Choosing Hunting Binoculars

Even though hunting is a varied activity and any number of shapes and sizes of binoculars can have a place in the field, there are still some basic guidelines you can use to choose the right binocular for your specific hunting needs.

Magnification-Higher Isn't Always Better

Magnification is probably the most obvious issue, and it is important to remember that bigger is not necessarily better. Many hunters overdo it when it comes to magnification. 7x to 10x is enough magnification in a binocular for any type of hunting. As the magnification goes up, image steadiness goes down and if you need more magnification than 7x or 8x, then maybe you should be looking for a spotting scope instead of hunting binoculars. Zoom binoculars may seem to be a good answer to the magnification question, but there are some serious drawbacks for the hunter. Waterproof hunting binoculars haven't made it on the scene yet and zoom binoculars typically have inferior field of view and image quality when compared to a fixed power binocular at any magnification. Zoom binoculars don't have the sturdiness necessary for hunting; they just don't stand up to hard use. Remember, if you go beyond 10x or 12x, you'll need to use a tripod so you might as well get a good waterproof spotting scope to put on that tripod instead.
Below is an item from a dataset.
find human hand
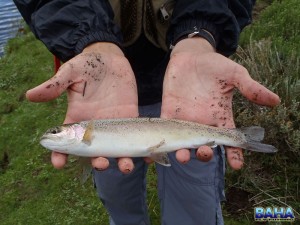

Choosing The Appropriate Objective Size

A good binocular with an objective of 40 or 42mm is more than sufficient for any type of hunting during legal shooting hours. If you are hunting or scouting at night, then a larger 50mm or 56mm lens will be more suitable. Remember though, they are not only bigger; they are heavier and more expensive too. If traveling light is your preference, then a 30 or 32mm objective is a good balance of performance and portability. 20mm to 25mm is just a bit too light. You compromise performance in low light situations or long observing sessions by using too small a model. If you really have to reduce the size, don't compromise the quality.

Prisms, Bumpy Or Sleek

There are two different types of prisms used in binoculars. The older, traditional hump shaped body design is the porro prisms and the straight, sleek barrel body design houses the roof prisms. Porro prisms are less expensive to produce optically and if you are worried about price, go with the porro prism rather than an inexpensive roof prism. Get the type made with Bak4 glass for the best image brightness and quality. It also happens to be the easiest design to waterproof and seal. They are durable and will last a good, long time. A phase-corrected roof prism will deliver sharper images than a non PC (phase-corrected) roof prism.

A great choice for medium and long distance viewing is the individual eyepiece focus binocular. They don't require focusing when viewing beyond 30 or 40 yards. However, and individual focus binocular is too slow to focus at distances less than 30 yards, so for close work, choose a center focus binocular.